A Service Level Indicator (SLI) is a quantitatively measured aspect of an LLM service's performance that is visualized and tracked on a Grafana dashboard. It is the raw measurement that defines service reliability.

• Common LLM SLIs include:
  • Latency: Time to First Token (TTFT), inter-token latency, end-to-end request duration.
  • Availability: The proportion of successful requests (e.g., HTTP 200 responses).
  • Quality: Metrics like output correctness score or hallucination rate (often from external evaluation systems).
• SLIs are the foundational data points plotted on Grafana graphs to assess compliance with Service Level Objectives (SLOs).

Distributed tracing provides a detailed, request-centric view of performance by tracking an LLM API call as it propagates through a complex microservices architecture. While Grafana excels at time-series metrics, traces explain the "why" behind latency spikes.

• A trace is composed of nested spans, each representing an operation (e.g., "call vector database," "run model inference," "format response").
• Tracing helps pinpoint the specific service or component (e.g., overloaded GPU, slow retrieval) causing high tail latency (P99).
• Tools like Jaeger or Tempo store trace data, which can be correlated with metrics in Grafana using exemplars or linked dashboards.

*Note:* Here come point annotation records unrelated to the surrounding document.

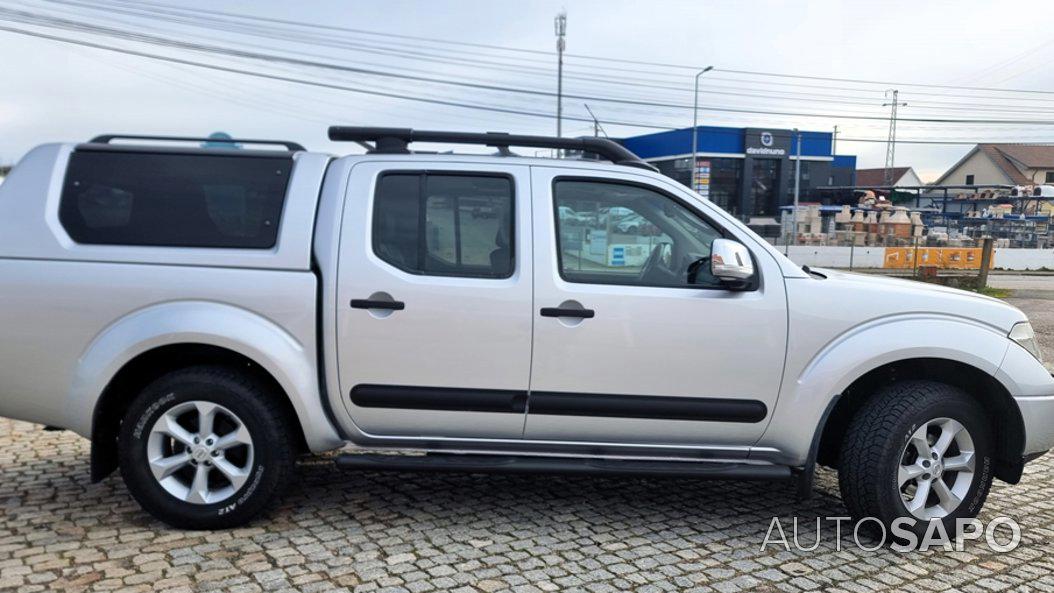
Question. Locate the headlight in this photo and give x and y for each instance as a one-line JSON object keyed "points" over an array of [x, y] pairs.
{"points": [[1023, 335]]}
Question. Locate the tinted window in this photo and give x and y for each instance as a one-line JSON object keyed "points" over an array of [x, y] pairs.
{"points": [[174, 199], [619, 234], [445, 224]]}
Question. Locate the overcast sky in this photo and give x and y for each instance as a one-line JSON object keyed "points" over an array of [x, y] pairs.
{"points": [[56, 92]]}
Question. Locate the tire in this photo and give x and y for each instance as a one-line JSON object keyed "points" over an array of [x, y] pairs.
{"points": [[879, 442], [261, 465]]}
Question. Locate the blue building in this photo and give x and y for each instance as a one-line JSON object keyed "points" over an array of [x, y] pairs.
{"points": [[747, 171]]}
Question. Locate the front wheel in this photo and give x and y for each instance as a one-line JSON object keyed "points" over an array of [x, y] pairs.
{"points": [[920, 451], [206, 448]]}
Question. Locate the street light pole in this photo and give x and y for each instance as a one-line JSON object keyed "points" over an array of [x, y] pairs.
{"points": [[695, 125], [561, 30]]}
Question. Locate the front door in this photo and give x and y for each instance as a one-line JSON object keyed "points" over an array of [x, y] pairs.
{"points": [[434, 297], [635, 341]]}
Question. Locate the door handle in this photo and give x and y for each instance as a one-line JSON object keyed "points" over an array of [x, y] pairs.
{"points": [[564, 312], [376, 303]]}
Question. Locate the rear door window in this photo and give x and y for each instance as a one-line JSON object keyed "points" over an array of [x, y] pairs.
{"points": [[187, 200], [445, 224]]}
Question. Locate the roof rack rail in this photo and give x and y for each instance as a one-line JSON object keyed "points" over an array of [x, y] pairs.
{"points": [[394, 140], [108, 138]]}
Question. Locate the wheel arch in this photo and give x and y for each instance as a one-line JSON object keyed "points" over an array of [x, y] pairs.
{"points": [[982, 387], [151, 364], [158, 339]]}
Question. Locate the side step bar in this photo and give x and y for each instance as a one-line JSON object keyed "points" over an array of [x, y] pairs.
{"points": [[561, 466]]}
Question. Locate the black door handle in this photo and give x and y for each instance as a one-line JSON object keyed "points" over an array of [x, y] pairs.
{"points": [[374, 303], [559, 312]]}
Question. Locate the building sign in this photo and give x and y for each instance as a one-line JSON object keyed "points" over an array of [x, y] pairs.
{"points": [[702, 178], [767, 142], [944, 258]]}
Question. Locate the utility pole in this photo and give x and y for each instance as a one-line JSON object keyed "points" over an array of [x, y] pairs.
{"points": [[598, 129], [695, 125], [797, 184], [891, 145], [561, 30]]}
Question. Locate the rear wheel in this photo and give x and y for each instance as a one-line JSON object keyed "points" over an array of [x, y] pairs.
{"points": [[918, 450], [206, 448]]}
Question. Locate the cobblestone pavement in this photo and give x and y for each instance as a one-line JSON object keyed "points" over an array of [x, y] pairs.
{"points": [[420, 532]]}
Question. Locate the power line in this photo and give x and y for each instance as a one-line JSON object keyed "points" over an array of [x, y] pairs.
{"points": [[362, 91], [934, 106], [55, 22], [177, 10], [862, 81]]}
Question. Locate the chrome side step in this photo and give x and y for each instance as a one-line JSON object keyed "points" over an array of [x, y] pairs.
{"points": [[560, 466]]}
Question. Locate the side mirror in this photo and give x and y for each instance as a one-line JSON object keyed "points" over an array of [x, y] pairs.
{"points": [[730, 262]]}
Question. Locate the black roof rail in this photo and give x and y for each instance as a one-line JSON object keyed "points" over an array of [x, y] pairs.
{"points": [[395, 140], [108, 138]]}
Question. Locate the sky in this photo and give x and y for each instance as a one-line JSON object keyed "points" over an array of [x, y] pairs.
{"points": [[949, 60]]}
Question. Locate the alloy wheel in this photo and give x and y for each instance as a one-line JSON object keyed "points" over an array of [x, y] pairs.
{"points": [[200, 452], [936, 469]]}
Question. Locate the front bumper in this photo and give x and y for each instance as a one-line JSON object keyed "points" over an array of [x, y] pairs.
{"points": [[1032, 386], [1037, 413]]}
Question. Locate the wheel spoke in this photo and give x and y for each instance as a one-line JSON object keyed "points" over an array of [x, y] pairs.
{"points": [[962, 461], [921, 445], [949, 430], [234, 438], [233, 473], [164, 467], [921, 494], [207, 417], [198, 491], [908, 473], [170, 427], [949, 501]]}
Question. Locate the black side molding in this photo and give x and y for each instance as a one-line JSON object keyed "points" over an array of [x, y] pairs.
{"points": [[452, 399], [559, 466], [705, 409], [596, 404]]}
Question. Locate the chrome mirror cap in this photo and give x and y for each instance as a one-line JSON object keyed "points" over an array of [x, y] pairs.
{"points": [[730, 261]]}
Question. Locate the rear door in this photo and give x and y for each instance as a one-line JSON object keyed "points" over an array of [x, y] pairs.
{"points": [[434, 297], [635, 341]]}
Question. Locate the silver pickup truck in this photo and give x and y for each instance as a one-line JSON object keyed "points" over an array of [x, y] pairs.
{"points": [[206, 314]]}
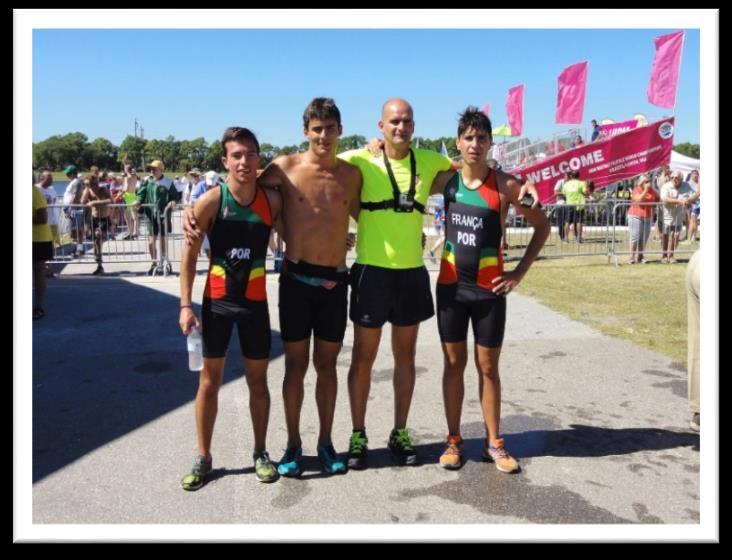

A canary deployment is a release strategy for LLM models where a new version is rolled out to a small subset of production traffic. Grafana dashboards are critical for comparing the canary's performance against the stable baseline.

• Dedicated dashboard panels filter metrics by a label like model_version="canary-v2".
• Engineers monitor for regressions in key SLIs: increased latency, higher error rates, or drift in output quality scores.
• This allows for data-driven rollback decisions before a faulty model impacts all users. Shadow deployments are a related, zero-risk variant where canary outputs are logged but not returned to users.

Statistical Process Control (SPC) is a methodology applied via Grafana to monitor LLM performance for stability and to detect anomalies. It uses control charts to distinguish normal variance from significant issues.

• Control charts on Grafana plot a metric (e.g., average latency) over time with calculated control limits (typically ±3 standard deviations).
• Points outside the control limits, or specific patterns (e.g., 7 points in a row trending up), signal a process that is "out of control"—potentially indicating model degradation, infrastructure failure, or a data drift event.
• This provides an objective, statistical basis for alerts, moving beyond simple static thresholds.